There is a girl who loves the plasticine boy. She comes to visit him whenever she can. She is the one responsible for the nail polish on his arms and fingernails. She is short, and his arms are as high as she can reach. She spent an entire afternoon wearing her mother's vintage platform boots and painting his fingernails day-glo orange. The next time she came back, someone had painted every other nail purple.

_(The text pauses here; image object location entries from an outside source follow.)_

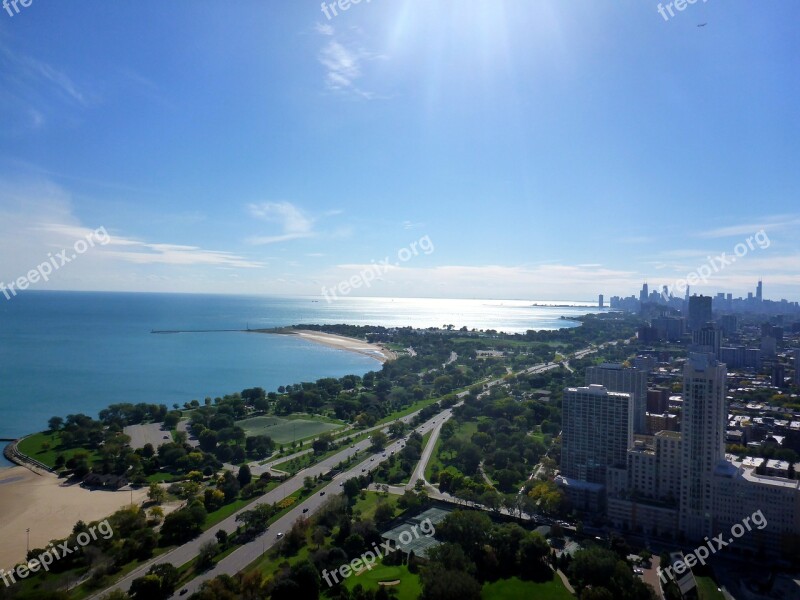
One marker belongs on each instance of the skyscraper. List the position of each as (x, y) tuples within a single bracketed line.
[(703, 431), (598, 430), (699, 311), (630, 381), (796, 379), (707, 339)]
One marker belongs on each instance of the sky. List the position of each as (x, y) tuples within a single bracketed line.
[(486, 149)]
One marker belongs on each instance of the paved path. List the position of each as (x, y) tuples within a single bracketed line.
[(243, 556), (246, 554)]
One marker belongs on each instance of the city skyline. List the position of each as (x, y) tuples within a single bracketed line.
[(289, 151)]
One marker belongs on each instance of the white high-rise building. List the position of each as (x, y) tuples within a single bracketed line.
[(703, 441), (616, 378), (597, 432)]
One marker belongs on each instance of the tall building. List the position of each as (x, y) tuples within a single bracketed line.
[(796, 379), (598, 430), (699, 312), (707, 339), (658, 400), (615, 378), (703, 424), (778, 375)]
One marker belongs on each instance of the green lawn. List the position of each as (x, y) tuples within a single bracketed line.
[(410, 587), (34, 446), (511, 589), (464, 432), (369, 504), (285, 430), (707, 589)]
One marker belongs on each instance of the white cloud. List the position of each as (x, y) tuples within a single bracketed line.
[(294, 223), (343, 62), (769, 223), (324, 29)]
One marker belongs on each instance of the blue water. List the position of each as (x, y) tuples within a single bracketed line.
[(70, 352)]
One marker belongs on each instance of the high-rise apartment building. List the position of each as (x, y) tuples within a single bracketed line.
[(699, 312), (616, 378), (703, 425), (597, 432)]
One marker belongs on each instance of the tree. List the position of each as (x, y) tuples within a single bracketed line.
[(441, 584), (229, 486), (244, 476), (379, 441), (156, 493), (384, 513), (205, 559), (322, 443), (208, 440), (158, 584)]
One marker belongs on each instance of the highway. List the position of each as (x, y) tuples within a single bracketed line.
[(246, 554)]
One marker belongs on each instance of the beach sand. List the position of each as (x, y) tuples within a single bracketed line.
[(49, 508), (376, 351)]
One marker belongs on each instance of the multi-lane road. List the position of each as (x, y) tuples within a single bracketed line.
[(246, 554)]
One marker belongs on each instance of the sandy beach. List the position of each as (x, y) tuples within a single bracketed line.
[(49, 508), (376, 351)]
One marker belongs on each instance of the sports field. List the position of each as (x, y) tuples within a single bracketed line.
[(285, 430)]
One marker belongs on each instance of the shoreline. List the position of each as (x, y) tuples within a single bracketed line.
[(50, 508), (339, 342)]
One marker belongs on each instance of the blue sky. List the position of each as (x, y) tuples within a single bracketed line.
[(548, 150)]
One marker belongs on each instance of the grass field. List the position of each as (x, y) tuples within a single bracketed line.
[(409, 588), (511, 589), (707, 589), (285, 430), (34, 446), (464, 432), (367, 506)]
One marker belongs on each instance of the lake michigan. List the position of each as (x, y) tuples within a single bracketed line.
[(71, 352)]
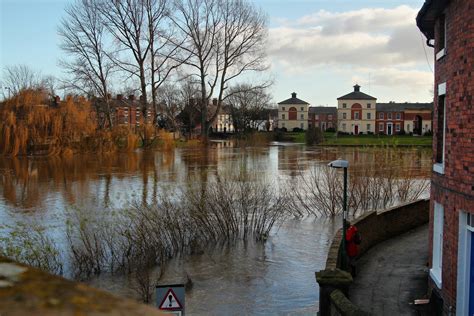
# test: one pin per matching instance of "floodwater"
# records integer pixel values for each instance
(246, 278)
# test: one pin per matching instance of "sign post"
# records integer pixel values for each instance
(170, 298)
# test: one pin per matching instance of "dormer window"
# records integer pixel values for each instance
(441, 45)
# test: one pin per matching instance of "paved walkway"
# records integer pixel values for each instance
(393, 274)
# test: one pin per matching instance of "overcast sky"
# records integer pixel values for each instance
(317, 48)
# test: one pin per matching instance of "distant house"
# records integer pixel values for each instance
(293, 113)
(129, 112)
(393, 118)
(322, 117)
(356, 112)
(223, 122)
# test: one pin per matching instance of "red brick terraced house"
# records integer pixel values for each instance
(322, 117)
(449, 28)
(394, 118)
(128, 111)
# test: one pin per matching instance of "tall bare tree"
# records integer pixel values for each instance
(249, 106)
(83, 36)
(20, 77)
(219, 40)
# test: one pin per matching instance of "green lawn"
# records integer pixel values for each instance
(376, 140)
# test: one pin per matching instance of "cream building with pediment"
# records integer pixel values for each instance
(356, 112)
(293, 113)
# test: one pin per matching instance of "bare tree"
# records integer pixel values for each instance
(219, 40)
(248, 105)
(83, 36)
(20, 77)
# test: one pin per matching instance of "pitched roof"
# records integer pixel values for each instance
(395, 107)
(356, 95)
(323, 110)
(293, 100)
(429, 12)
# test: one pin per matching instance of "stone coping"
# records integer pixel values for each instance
(26, 290)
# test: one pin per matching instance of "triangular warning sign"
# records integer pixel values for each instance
(170, 301)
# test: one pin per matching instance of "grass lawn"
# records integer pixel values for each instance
(376, 140)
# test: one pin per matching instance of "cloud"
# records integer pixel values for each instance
(365, 37)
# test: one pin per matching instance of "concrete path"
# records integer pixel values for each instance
(393, 274)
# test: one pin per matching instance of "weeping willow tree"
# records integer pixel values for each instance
(31, 122)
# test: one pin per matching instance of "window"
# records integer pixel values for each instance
(437, 262)
(292, 114)
(441, 45)
(440, 129)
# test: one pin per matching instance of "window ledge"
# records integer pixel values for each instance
(438, 168)
(440, 54)
(436, 277)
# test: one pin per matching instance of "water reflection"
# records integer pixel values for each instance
(245, 279)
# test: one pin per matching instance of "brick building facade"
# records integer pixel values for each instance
(450, 26)
(322, 117)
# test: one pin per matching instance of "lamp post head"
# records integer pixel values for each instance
(340, 163)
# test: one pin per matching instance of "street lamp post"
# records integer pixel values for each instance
(344, 164)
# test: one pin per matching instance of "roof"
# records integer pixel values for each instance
(398, 107)
(323, 110)
(429, 12)
(293, 100)
(356, 95)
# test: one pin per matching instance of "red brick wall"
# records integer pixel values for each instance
(455, 189)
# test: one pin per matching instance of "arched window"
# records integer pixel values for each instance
(292, 114)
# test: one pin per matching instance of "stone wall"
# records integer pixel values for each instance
(29, 291)
(374, 228)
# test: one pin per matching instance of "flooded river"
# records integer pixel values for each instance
(276, 277)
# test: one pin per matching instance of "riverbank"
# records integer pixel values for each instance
(332, 139)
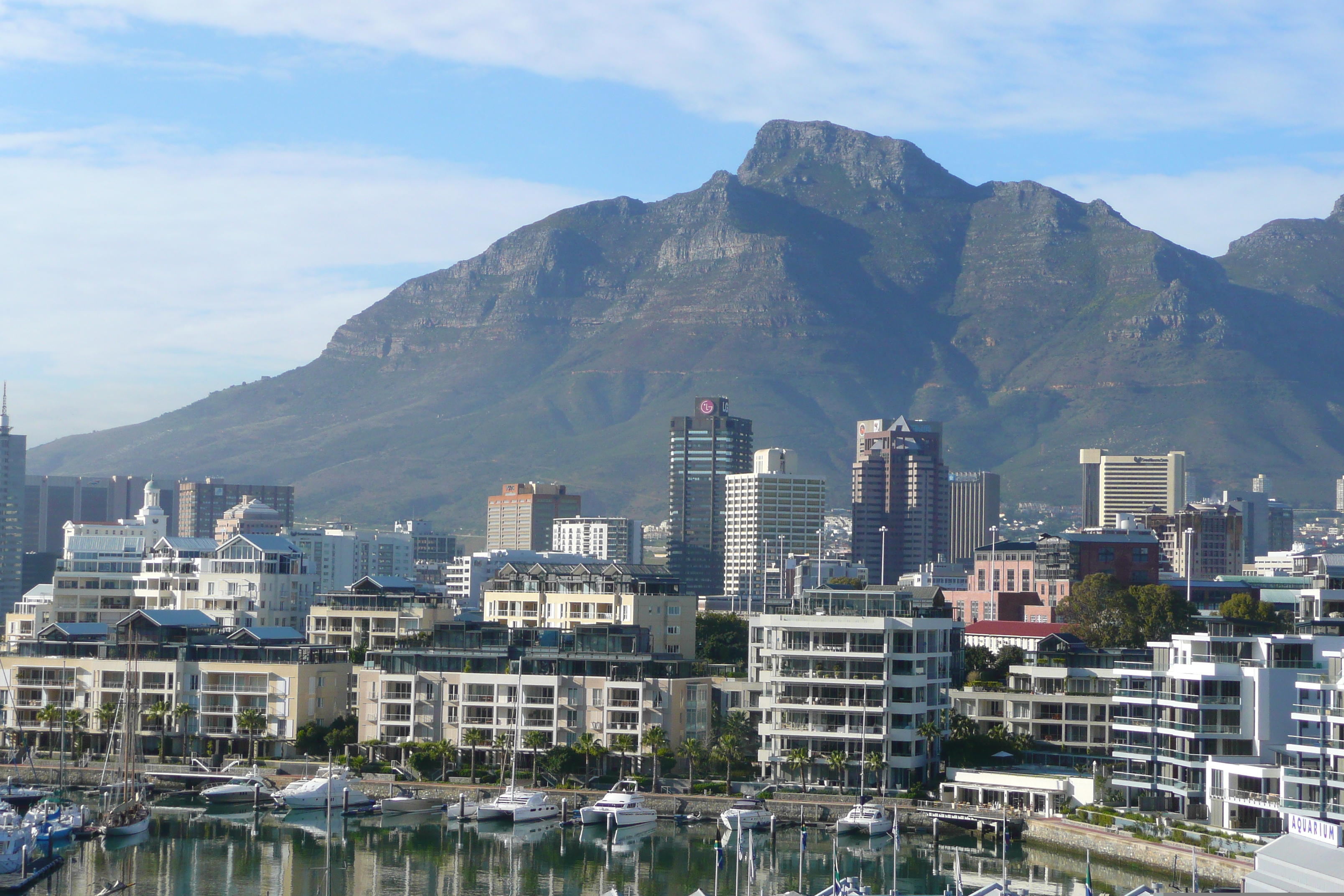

It is, in fact, Hot Topic nail polish. It's not that she really likes Hot Topic, but once she really needed a plaid skirt when she was shopping with her aunt, and it is this same aunt who now gives her a gift card every birthday, and the same aunt who has yet to notice that the plaid skirt is the only new thing her niece has bought in three years. She doesn't want to waste the gift cards, so she buys things for the stone boy; nail polish and bangles, and once, a tweedy brimmed hat that, as it turns out, she was too short to put on the statue's head. So she gave it to her brother, and, after the bangles went missing, decided to stick to nail polish and other, more permanent attire. Once she bought a dozen tiny rhinestone earrings, took off the backs, and stuck them into the rocks under the water. This girl is the only one who has bothered to figure out that the rocks in the fountain are not actually made of rock.

The water, however, is real. Everyone has noticed this, because it has a weird smell. A smell the people in the mall can't quite place, because it does not smell like detergent or plastic or cologne. It smells like the earth. The real earth, the primal earth, the earth that the people remember from ancestral bonfires and tribal hunts. It smells like bloodlust and tree rot. It smells alive, but not for long.

 

2. THEM

When they come to the Mall, they have to sneak through the glass and under the metal bars. It's no secret; they come to steal babies. They hang out in babyGap and the toddler section of Sears, smelling of overripe strawberries and burning leaves. They can't touch the babies while you're there, holding the babies' hand, stroking their hair, feeding them cheerios from little plastic baggies. But the minute you step away—the very second your eyes glance to the side, or you stop to finger those ridiculously tiny cloth shoes and your little one walks on without you—that's the minute They wait for.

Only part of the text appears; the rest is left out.